EXTREMUM METHODS OF STRUCTURAL ANALYSIS FOR SYSTEM RELIABILITY ASSESSMENT

Discrete extremum methods of systems analysis are demonstrated as a tool for structural system reliability assessment. Specifically, linear and multiobjective linear programming based procedures are developed for structural analysis of ductile frames under proportional and multiparameter loading, respectively. Kinematic and static approaches for rigid plastic analysis form a primal-dual pair in each of these models and have a polyhedral format.

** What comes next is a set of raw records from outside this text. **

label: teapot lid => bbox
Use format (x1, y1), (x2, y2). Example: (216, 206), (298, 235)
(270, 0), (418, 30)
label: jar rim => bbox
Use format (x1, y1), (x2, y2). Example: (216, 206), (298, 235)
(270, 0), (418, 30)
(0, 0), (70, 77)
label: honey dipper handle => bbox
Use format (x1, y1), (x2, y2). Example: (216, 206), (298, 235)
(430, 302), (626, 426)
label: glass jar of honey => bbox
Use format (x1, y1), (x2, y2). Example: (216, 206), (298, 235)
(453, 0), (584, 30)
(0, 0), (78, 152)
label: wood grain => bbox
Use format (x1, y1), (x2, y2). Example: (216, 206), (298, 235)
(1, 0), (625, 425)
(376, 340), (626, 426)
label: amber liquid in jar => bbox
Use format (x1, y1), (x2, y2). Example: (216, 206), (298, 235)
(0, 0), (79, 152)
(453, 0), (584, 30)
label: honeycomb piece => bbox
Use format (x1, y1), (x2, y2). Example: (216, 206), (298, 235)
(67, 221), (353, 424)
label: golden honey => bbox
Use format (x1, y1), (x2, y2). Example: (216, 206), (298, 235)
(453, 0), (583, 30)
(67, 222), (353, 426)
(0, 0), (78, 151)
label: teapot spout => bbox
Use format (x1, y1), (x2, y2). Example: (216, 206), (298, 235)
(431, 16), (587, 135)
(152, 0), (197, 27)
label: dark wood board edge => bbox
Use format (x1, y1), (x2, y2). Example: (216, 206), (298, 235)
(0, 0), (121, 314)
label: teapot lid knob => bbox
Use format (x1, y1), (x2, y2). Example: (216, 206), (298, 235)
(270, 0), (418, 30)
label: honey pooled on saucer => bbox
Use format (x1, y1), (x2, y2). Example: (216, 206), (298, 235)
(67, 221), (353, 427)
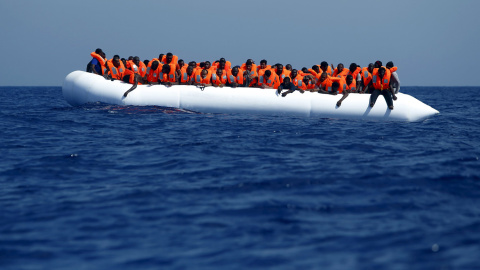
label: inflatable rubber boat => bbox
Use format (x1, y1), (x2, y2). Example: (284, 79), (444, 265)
(62, 71), (439, 121)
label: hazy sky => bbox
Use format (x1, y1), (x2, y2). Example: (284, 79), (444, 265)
(1, 0), (479, 86)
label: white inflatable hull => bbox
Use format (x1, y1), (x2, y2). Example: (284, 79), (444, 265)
(62, 71), (439, 122)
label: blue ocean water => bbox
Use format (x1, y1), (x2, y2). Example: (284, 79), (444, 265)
(0, 86), (479, 270)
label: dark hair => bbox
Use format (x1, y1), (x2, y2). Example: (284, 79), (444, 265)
(95, 48), (102, 54)
(265, 70), (271, 76)
(346, 75), (353, 80)
(113, 55), (120, 60)
(260, 59), (267, 64)
(114, 55), (120, 59)
(321, 61), (328, 67)
(167, 52), (173, 57)
(375, 60), (383, 67)
(386, 61), (394, 68)
(332, 81), (340, 88)
(246, 60), (253, 65)
(277, 64), (283, 68)
(159, 54), (164, 59)
(162, 64), (171, 73)
(219, 58), (226, 63)
(205, 61), (211, 65)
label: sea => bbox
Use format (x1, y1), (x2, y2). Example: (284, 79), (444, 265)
(0, 86), (479, 270)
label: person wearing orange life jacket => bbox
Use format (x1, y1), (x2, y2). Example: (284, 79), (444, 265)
(332, 63), (349, 79)
(146, 61), (162, 84)
(290, 69), (303, 87)
(240, 59), (257, 74)
(158, 64), (178, 86)
(226, 67), (245, 88)
(273, 64), (291, 83)
(285, 64), (292, 71)
(194, 69), (212, 87)
(257, 59), (271, 74)
(316, 72), (338, 94)
(369, 67), (397, 110)
(131, 56), (147, 78)
(211, 68), (228, 87)
(179, 66), (196, 85)
(161, 52), (178, 66)
(87, 48), (107, 75)
(335, 75), (358, 107)
(347, 63), (362, 87)
(106, 55), (126, 81)
(359, 63), (375, 93)
(318, 61), (333, 76)
(258, 70), (280, 89)
(214, 58), (231, 71)
(386, 61), (401, 94)
(177, 59), (187, 72)
(241, 60), (258, 87)
(296, 76), (317, 92)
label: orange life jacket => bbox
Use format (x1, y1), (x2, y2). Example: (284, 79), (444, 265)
(146, 65), (161, 83)
(258, 73), (280, 89)
(257, 65), (272, 74)
(212, 70), (228, 86)
(275, 69), (291, 83)
(332, 68), (349, 78)
(159, 64), (177, 83)
(297, 79), (316, 90)
(107, 60), (126, 80)
(372, 71), (391, 90)
(316, 65), (333, 76)
(291, 74), (303, 86)
(317, 77), (336, 93)
(161, 55), (179, 65)
(347, 67), (362, 80)
(90, 52), (107, 75)
(130, 61), (147, 77)
(361, 67), (373, 86)
(180, 70), (195, 84)
(123, 69), (137, 84)
(388, 66), (398, 72)
(147, 58), (160, 68)
(195, 70), (212, 84)
(346, 79), (357, 92)
(227, 71), (244, 85)
(240, 63), (258, 73)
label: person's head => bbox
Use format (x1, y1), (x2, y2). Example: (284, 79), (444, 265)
(204, 61), (211, 69)
(374, 60), (382, 68)
(303, 76), (309, 83)
(378, 67), (386, 78)
(349, 63), (357, 72)
(159, 54), (165, 60)
(260, 59), (267, 69)
(312, 65), (320, 73)
(337, 63), (344, 72)
(216, 68), (223, 76)
(189, 61), (196, 67)
(368, 63), (374, 72)
(128, 56), (133, 61)
(218, 61), (226, 69)
(320, 72), (328, 82)
(283, 77), (291, 84)
(121, 59), (127, 67)
(186, 66), (194, 75)
(133, 56), (140, 66)
(201, 69), (208, 78)
(151, 61), (159, 71)
(144, 60), (149, 66)
(276, 64), (283, 74)
(320, 61), (328, 71)
(95, 48), (103, 54)
(232, 66), (239, 76)
(162, 64), (171, 73)
(219, 58), (226, 64)
(199, 62), (205, 68)
(113, 55), (121, 67)
(285, 64), (292, 71)
(264, 70), (271, 78)
(332, 81), (340, 92)
(346, 75), (353, 85)
(166, 53), (173, 64)
(291, 69), (298, 78)
(386, 61), (394, 69)
(178, 59), (184, 67)
(301, 67), (308, 73)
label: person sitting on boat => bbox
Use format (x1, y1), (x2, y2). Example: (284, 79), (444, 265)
(106, 55), (125, 81)
(278, 77), (304, 97)
(146, 61), (161, 85)
(359, 63), (375, 93)
(332, 63), (349, 78)
(159, 64), (178, 86)
(87, 48), (106, 75)
(212, 68), (227, 88)
(285, 64), (293, 71)
(274, 64), (291, 84)
(319, 61), (333, 76)
(345, 75), (357, 93)
(132, 56), (147, 78)
(290, 69), (303, 87)
(161, 52), (178, 65)
(194, 69), (212, 87)
(386, 61), (401, 94)
(179, 66), (195, 85)
(369, 67), (397, 110)
(241, 60), (258, 87)
(257, 59), (271, 74)
(347, 63), (362, 86)
(258, 70), (280, 89)
(226, 67), (245, 88)
(297, 75), (317, 92)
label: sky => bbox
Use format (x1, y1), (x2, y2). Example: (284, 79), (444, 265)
(1, 0), (479, 86)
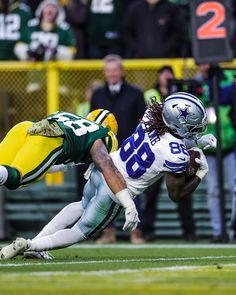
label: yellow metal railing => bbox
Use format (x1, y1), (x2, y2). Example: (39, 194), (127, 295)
(0, 58), (235, 184)
(1, 58), (236, 123)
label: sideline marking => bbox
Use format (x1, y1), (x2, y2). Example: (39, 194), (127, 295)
(1, 255), (236, 267)
(1, 243), (235, 249)
(69, 243), (236, 249)
(3, 264), (236, 276)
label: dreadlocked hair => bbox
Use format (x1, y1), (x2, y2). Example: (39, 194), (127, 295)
(141, 97), (171, 136)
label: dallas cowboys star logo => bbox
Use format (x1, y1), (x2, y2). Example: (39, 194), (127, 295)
(177, 105), (194, 121)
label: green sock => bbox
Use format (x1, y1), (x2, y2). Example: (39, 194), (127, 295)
(3, 165), (21, 189)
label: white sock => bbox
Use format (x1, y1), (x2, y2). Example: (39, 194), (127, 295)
(0, 166), (8, 185)
(34, 202), (84, 240)
(28, 226), (86, 251)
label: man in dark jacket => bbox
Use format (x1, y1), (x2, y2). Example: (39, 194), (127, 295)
(123, 0), (187, 58)
(90, 54), (146, 146)
(90, 54), (146, 243)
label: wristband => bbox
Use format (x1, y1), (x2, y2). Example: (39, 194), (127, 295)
(196, 170), (207, 180)
(115, 189), (134, 209)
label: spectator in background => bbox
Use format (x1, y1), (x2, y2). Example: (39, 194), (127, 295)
(22, 0), (41, 16)
(231, 0), (236, 57)
(123, 0), (187, 58)
(0, 0), (32, 60)
(86, 0), (127, 59)
(195, 64), (236, 242)
(143, 66), (196, 242)
(63, 0), (87, 59)
(90, 54), (146, 243)
(76, 80), (103, 118)
(231, 87), (236, 240)
(14, 0), (76, 61)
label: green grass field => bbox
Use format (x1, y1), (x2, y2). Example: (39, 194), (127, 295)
(0, 242), (236, 295)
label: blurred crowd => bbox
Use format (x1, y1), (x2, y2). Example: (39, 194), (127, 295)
(1, 0), (236, 61)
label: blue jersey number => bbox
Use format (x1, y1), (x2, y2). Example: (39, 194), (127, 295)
(169, 142), (188, 156)
(120, 125), (155, 179)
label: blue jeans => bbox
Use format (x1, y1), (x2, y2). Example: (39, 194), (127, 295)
(206, 152), (236, 236)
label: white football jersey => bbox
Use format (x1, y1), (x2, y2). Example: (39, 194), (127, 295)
(111, 123), (189, 197)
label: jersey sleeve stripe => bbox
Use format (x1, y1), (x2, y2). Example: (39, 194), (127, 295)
(163, 160), (188, 173)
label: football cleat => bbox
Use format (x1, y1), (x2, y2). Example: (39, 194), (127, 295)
(0, 238), (27, 259)
(23, 250), (54, 260)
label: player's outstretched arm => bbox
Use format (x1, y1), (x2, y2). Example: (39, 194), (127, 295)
(165, 149), (208, 203)
(185, 134), (217, 150)
(90, 139), (127, 194)
(165, 172), (201, 203)
(90, 139), (139, 231)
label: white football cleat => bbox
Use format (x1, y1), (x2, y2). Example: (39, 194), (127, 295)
(23, 250), (53, 260)
(0, 238), (27, 259)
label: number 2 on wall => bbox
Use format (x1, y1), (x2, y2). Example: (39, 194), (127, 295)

Duality relations link extreme points and hyperplanes of these polyhedra and lead naturally to dual methods for computing system reliability, depending upon the treatment of uncertainty.; Random events-based procedures require enumeration of the failure modes, and these are identified as the extreme points of the convex polytope for the kinematic model. An algorithmic procedure is used for the generation of the multiple failure modes of frames under proportional loading in ascending order of their collapse loads. The method can be used to generate a prespecified number of modes or all modes up to a specified level of significance. Modal collapse loads, failure mode expressions, bending moment distributions, modal correlations and bounds on the number of failure modes are easily available.; Random variable methods proceed from the limit surface demarcating the safe and unsafe regions. A static multiobjective programming model is formulated for frames under multiparameter loading, in which the weak noninferior sets represent the limit surfaces in load and basic variable spaces. Powerful computational procedures are utilized for generating the global n dimensional polyhedral limit hypersurfaces. The maximal facets of the polyhedra represent unique failure modes. Bending moment distributions, load combinations leading to a given mode, and modal correlations can be obtained.; A new approach for the estimation of structural system reliability based on the random variable approach is presented. The proposed method replaces the safe region of the structure with an analytically tractable region of equivalent volume, where this volume may be of different order and dimension. The system reliability can be computed from the properties of the substituted region. A hyperspherical equivalent region is used for polytopic limit surfaces, and the system reliability is directly available from probability tables.